SEOUL - An outbreak of Middle East Respiratory Syndrome (MERS) threatens to deal a blow to South Korea's economic recovery, Moody's Investors Service said on Thursday, as the Health Ministry reported three new cases, the lowest daily increase in 17 days.
The World Health Organization (WHO) said the outbreak was a"wake-up call" but does not constitute a global emergency. The WHO also described South Korean authorities' efforts to contain the spread "very impressive".
There have been signs that the outbreak, the largest outside of Saudi Arabia may be slowing. The daily number of new cases has dropped to single digits this week compared to as many as 23 last week. Three were reported on Thursday - the lowest increase since June 1. "The spread of the illness is credit negative for the sovereign, because it is dampening consumer confidence amid already-weak domestic demand, threatening to undermine an incipient recovery in economic growth," Moody's said.
The outbreak has kept consumers from visiting malls and parks, spelling a drop in consumer spending. Worried by the economic impact, President Park Geun-hye and other leaders have urged the public and the business community to return to normal.

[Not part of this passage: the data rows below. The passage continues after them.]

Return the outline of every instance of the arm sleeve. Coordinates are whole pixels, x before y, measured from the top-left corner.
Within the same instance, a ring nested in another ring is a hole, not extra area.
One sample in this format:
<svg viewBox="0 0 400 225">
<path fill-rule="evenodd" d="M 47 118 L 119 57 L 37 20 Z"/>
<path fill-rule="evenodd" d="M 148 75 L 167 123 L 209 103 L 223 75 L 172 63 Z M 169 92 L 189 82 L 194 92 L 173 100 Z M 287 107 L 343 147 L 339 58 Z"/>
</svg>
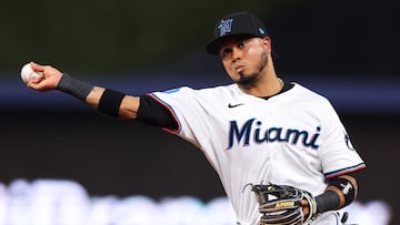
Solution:
<svg viewBox="0 0 400 225">
<path fill-rule="evenodd" d="M 144 124 L 163 127 L 169 130 L 177 130 L 178 123 L 171 115 L 171 112 L 161 103 L 149 95 L 140 96 L 140 105 L 138 110 L 137 120 Z"/>
</svg>

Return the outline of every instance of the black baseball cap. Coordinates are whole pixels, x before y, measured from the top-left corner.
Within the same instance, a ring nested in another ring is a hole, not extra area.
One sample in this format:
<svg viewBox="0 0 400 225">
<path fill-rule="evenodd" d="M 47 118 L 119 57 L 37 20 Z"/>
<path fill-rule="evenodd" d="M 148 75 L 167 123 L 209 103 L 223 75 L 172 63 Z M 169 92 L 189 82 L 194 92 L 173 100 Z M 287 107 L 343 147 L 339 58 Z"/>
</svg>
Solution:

The finance minister has said it was considering a possible supplementary budget to bolster the economy, which is Asia's fourth-largest.

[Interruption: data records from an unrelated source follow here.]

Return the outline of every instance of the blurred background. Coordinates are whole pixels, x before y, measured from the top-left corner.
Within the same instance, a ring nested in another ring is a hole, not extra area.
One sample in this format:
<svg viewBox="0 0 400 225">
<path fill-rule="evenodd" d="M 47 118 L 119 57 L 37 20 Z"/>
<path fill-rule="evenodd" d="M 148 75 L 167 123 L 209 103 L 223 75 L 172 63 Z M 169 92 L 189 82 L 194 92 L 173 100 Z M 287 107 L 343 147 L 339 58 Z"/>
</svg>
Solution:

The blow from the MERS outbreak is unlikely to be serious enough to prompt a sovereign ratings downgrade, said Park Sang-hyun, a senior economist at HI Investment & Securities. South Korean debt is currently rated at Aa3 positive by Moody's, well within investment grade territory. "A ratings change will not have a big impact on the markets, even if it does happen." A total of 165 people have been infected and 23 have died in the outbreak that has been traced to a 68-year-old man who returned from a trip to the Middle East in early May.

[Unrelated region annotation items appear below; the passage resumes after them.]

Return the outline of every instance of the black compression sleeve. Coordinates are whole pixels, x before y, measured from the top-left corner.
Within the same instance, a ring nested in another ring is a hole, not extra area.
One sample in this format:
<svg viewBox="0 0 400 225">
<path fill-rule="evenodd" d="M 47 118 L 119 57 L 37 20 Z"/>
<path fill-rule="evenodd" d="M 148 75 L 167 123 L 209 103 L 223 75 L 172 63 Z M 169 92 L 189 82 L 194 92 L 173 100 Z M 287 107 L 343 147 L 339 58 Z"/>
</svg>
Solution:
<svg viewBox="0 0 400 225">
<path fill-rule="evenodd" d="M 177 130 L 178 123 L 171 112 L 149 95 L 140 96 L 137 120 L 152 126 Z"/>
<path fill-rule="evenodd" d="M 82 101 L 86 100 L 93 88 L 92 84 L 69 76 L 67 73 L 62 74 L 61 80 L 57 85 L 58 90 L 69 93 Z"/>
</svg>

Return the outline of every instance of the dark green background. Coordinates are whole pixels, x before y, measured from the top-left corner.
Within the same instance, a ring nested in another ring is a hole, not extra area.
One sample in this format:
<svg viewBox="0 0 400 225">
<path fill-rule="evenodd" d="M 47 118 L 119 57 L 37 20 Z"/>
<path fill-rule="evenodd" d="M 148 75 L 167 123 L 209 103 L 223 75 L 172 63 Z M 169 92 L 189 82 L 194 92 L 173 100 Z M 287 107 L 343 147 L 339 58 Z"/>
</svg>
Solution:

The WHO said it expected new cases in coming weeks.
More than 6,700 people are in quarantine, either at home or in health facilities.
All of the infections known to have occurred in South Korea have taken place in healthcare facilities. Three hospitals have been at least partially shut and two have been locked down with patients and medical staff inside.
MERS is caused by a coronavirus from the same family as the one that triggered China's deadly 2003 outbreak of Severe Acute Respiratory Syndrome (SARS).
The vast majority of MERS infections and deaths have been in Saudi Arabia, where more than 1,000 people have been infected since 2012, and about 454 have died.